The only building Hunt has redeveloped so far is the $13.25 million Aspen 1 Building, which sits on the lot formerly occupied by the Gap Building at East Hopkins Avenue and Galena Street. The building’s ground-level retail spaces are occupied by Theory and Dolce & Gabbana, while the restaurant space sits vacant.
Bendon said the project went smoothly. There was no free-market-residential unit requested, which meant no need for council review, and it’s not “overly aggressive in terms of scale and mass.”
“The Gap Building was a smooth experience, all things considered,” Bendon said, adding that Hunt’s friendliness made him easy to work with. “If that’s the approach on the remaining buildings, then we’re in good shape, but the sheer volume, the number of projects, has raised some eyebrows.”

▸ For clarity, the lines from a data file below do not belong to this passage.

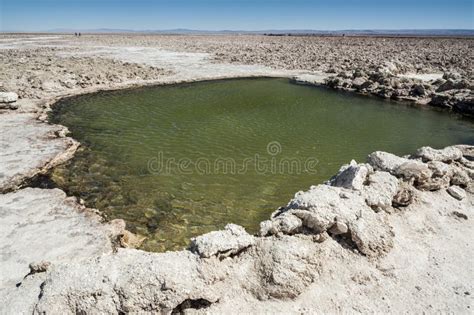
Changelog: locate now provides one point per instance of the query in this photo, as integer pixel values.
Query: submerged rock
(447, 154)
(457, 192)
(351, 176)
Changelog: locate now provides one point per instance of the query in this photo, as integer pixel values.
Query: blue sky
(37, 15)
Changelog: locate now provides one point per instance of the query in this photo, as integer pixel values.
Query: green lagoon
(181, 160)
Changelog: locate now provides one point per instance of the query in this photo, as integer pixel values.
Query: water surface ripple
(221, 128)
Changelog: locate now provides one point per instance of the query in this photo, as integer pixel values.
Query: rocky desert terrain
(391, 234)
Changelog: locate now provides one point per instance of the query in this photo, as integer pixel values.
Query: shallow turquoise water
(178, 161)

“I can appreciate their concern,” Hunt said. “I have a huge responsibility because of the sheer number of buildings. I expect to be held to a high standard to give people the comfort they deserve. I will work closely with the city and the community to develop a plan we can all be comfortable with and proud of.”
Frisch described Hunt’s approach on Galena Street as turning “retail into fancy retail,” which is not a problem for the councilman, given that it is a small section of Aspen. The larger concern, he said, is when the town begins losing desired uses.
“The market signals might be: Take a fun, vibrant beer hall, a tasting room, and turn it into a retail shop,” Frisch said. “The fact that these buildings get newer doesn’t concern me. Use is what I’m all what about. … It would obviously be a huge detriment to the community if in 10 years Restaurant Row had two restaurants and 15 retail shops.”
However, he added that the onus is on the community and its elected officials.
“If the elected officials, through community support, do their job, it shouldn’t really matter who buys what when,” Frisch said.
He noted that it might be worth it at some point to have a discussion with city planners to discuss trends. But in a free society, the government can only do so much. The other examples are Cuba and North Korea, he said.
“And I’m not sure how well those countries have turned out,” he said. “I believe in the free market, but just to stick your head in the sand and just let the free market sort itself out is also naive.”
Both Frisch and Skadron said the council needs to be “proactive” when it comes to land-use code. Skadron has had informal talks with City Attorney Jim True and planners about possible precautions.
“The free market has rights, but I have a concern for local economy,” Skadron said. “I want to be prepared should there be some kind of conversion from spaces the community deems necessary for a viable downtown and a competitive resort industry.”